A scheme for safely handling a mixture of good and bad predictors

Paul has written about an open problem: can we use active learning to get a good predictor, if all we have is a mixture of a good predictor and some possibly bad predictors? I’d like to propose a refinement to the scheme.

A simplified version of Paul’s problem is the following. Suppose we have n predictors. These predictors might, for example, predict how a human would answer a given question. One is known to be good; the rest may be arbitrarily evil. We don’t know which predictor is good. How do we use this set of predictors to imitate a human almost as well as the good predictor?

Paul proposes using active learning to identify questions on which these predictors disagree, then asking them to the human. This allows the system to eliminate some predictors from consideration when they make bad predictions.

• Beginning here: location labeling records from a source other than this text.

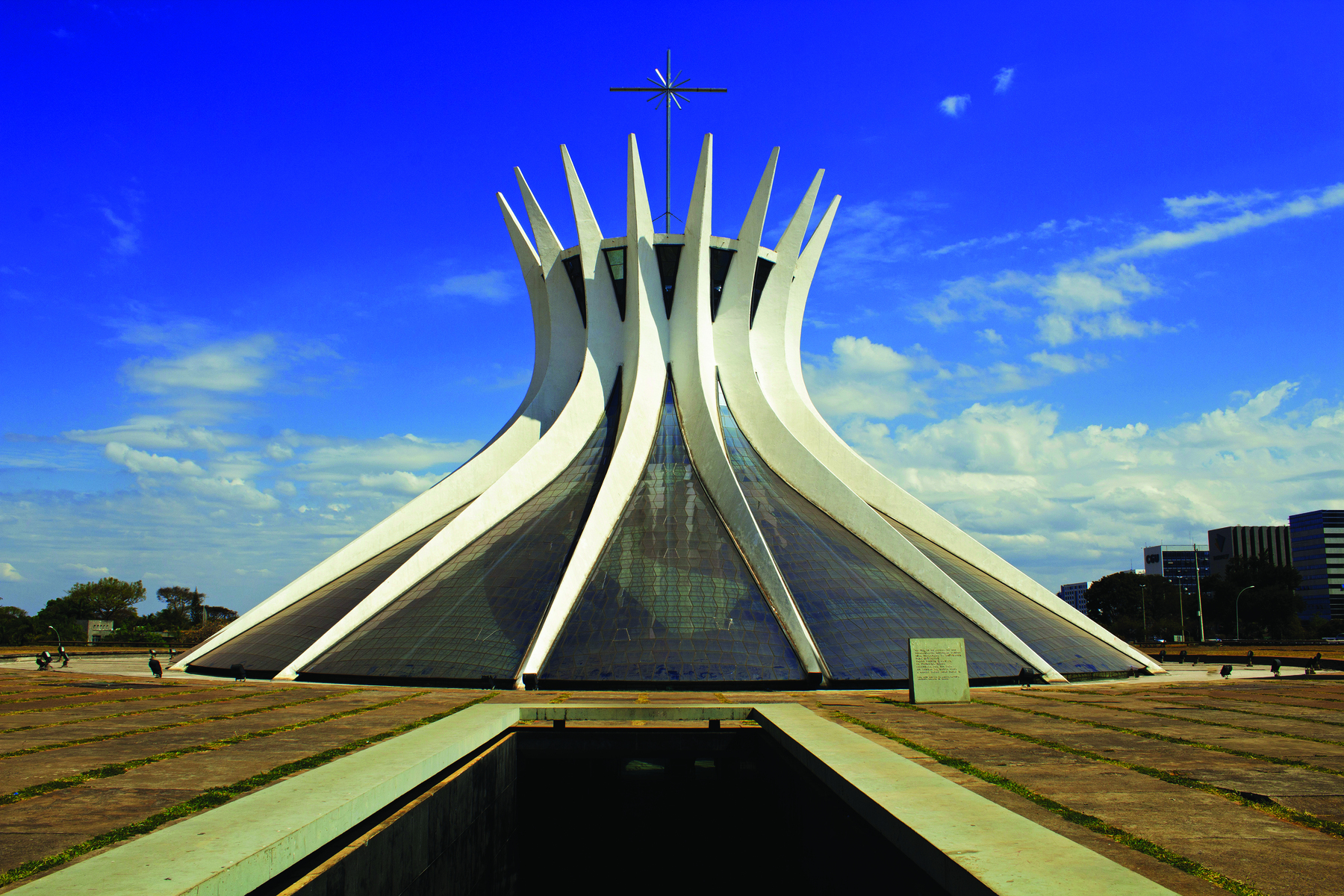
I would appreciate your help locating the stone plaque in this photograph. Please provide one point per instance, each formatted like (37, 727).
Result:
(939, 671)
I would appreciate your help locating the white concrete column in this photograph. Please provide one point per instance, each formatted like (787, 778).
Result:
(644, 378)
(559, 355)
(774, 348)
(698, 399)
(547, 458)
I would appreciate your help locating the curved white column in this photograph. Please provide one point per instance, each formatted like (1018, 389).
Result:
(547, 458)
(644, 378)
(559, 355)
(695, 373)
(774, 348)
(794, 464)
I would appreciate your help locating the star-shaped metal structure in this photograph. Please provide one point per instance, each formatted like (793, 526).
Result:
(668, 90)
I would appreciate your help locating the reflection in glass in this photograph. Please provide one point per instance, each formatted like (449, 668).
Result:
(1061, 644)
(473, 617)
(273, 644)
(719, 262)
(670, 258)
(764, 267)
(862, 609)
(574, 270)
(616, 267)
(671, 598)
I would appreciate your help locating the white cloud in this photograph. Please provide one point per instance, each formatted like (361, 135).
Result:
(1081, 503)
(1065, 363)
(491, 287)
(127, 240)
(399, 481)
(954, 105)
(972, 299)
(235, 492)
(1169, 240)
(346, 461)
(1211, 202)
(146, 462)
(87, 570)
(866, 379)
(159, 433)
(238, 366)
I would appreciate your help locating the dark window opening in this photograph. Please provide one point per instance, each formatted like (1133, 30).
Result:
(670, 257)
(719, 262)
(574, 267)
(616, 267)
(764, 269)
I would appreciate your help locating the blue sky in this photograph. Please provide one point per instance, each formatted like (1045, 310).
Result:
(1082, 296)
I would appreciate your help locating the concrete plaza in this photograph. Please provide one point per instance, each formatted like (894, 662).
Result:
(1198, 783)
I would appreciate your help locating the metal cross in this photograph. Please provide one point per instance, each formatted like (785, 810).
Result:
(668, 90)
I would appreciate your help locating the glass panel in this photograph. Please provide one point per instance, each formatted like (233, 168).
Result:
(670, 258)
(719, 262)
(574, 269)
(860, 608)
(475, 615)
(616, 265)
(762, 274)
(276, 642)
(671, 598)
(1058, 641)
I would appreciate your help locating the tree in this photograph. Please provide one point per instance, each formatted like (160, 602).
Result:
(186, 608)
(16, 626)
(1124, 601)
(108, 598)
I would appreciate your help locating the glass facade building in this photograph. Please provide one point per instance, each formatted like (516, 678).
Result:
(1319, 556)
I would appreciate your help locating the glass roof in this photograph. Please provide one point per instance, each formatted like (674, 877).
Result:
(1060, 642)
(277, 641)
(473, 617)
(671, 598)
(860, 608)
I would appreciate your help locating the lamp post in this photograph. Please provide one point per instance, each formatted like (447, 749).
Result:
(1194, 548)
(1142, 608)
(1236, 609)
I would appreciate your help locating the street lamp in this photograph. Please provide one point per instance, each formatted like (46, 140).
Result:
(1142, 606)
(1236, 609)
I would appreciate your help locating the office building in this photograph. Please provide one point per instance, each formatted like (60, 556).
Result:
(1075, 595)
(1319, 555)
(1176, 564)
(1269, 541)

However, if any of the predictors is evil, then it might intentionally disagree with the good predictor on a “weird” question, which causes bad results when it is asked to the human. This seems like a serious problem, since due to simulation warfare, it does not seem unlikely for one of the predictors to actually be evil.

I propose the following refinement. The system should consider a stream of questions coming in and answer each one before seeing the next. It should examine each question and see if the predictors that have scored well in the past disagree significantly on their predictions of the answer to this question. If so, then it should ask the question to the human, output the human’s answer, and give each predictor a score based on how good its prediction of the human’s answer was. If not, then it can go ahead and output the consensus prediction. Ideally, we could prove that this algorithm will not ask the human very many questions (preferably, not much more than linear in $n$ ). This setting is similar to the setting of online selective sampling, especially the KWIK (“knows what it knows”) variant.

A single predictor cannot cause the system to ask the human an arbitrary question. It can bide its time and wait for a particular question to come up naturally, but this does not give it much power: a question that would come up naturally is unlikely to be bad to ask to the human, if the rest of the system is set up correctly.

One problem is that the predictors might disagree at an inopportune time, when we would really prefer for the system not to have to “pause” to ask the human a question. Paul discusses this problem as a general failure mode for counterfactual oversight. I think there’s a partial solution: try to predict what questions will come up in the future, finding one that the predictors disagree on. This search should not be too powerful: in particular, it should avoid looking at the internals of the predictors, and it should avoid searching through a huge number of possibilities. If the search for the controversial question is not powerful, then the question will have low mutual information with the predictors’ internals, preventing the predictors from exposing the human to highly optimized questions. KWIK-style algorithms generally continue to work in this setting.

I’m currently working on an algorithm that can handle this application better than other selective sampling algorithms can; see Paul’s post for more details on what makes this application special. I previously made the mistake of attacking this problem without doing enough of a literature search to find the selective sampling literature. I think I will have a better chance of making progress on this problem after reading over this literature more.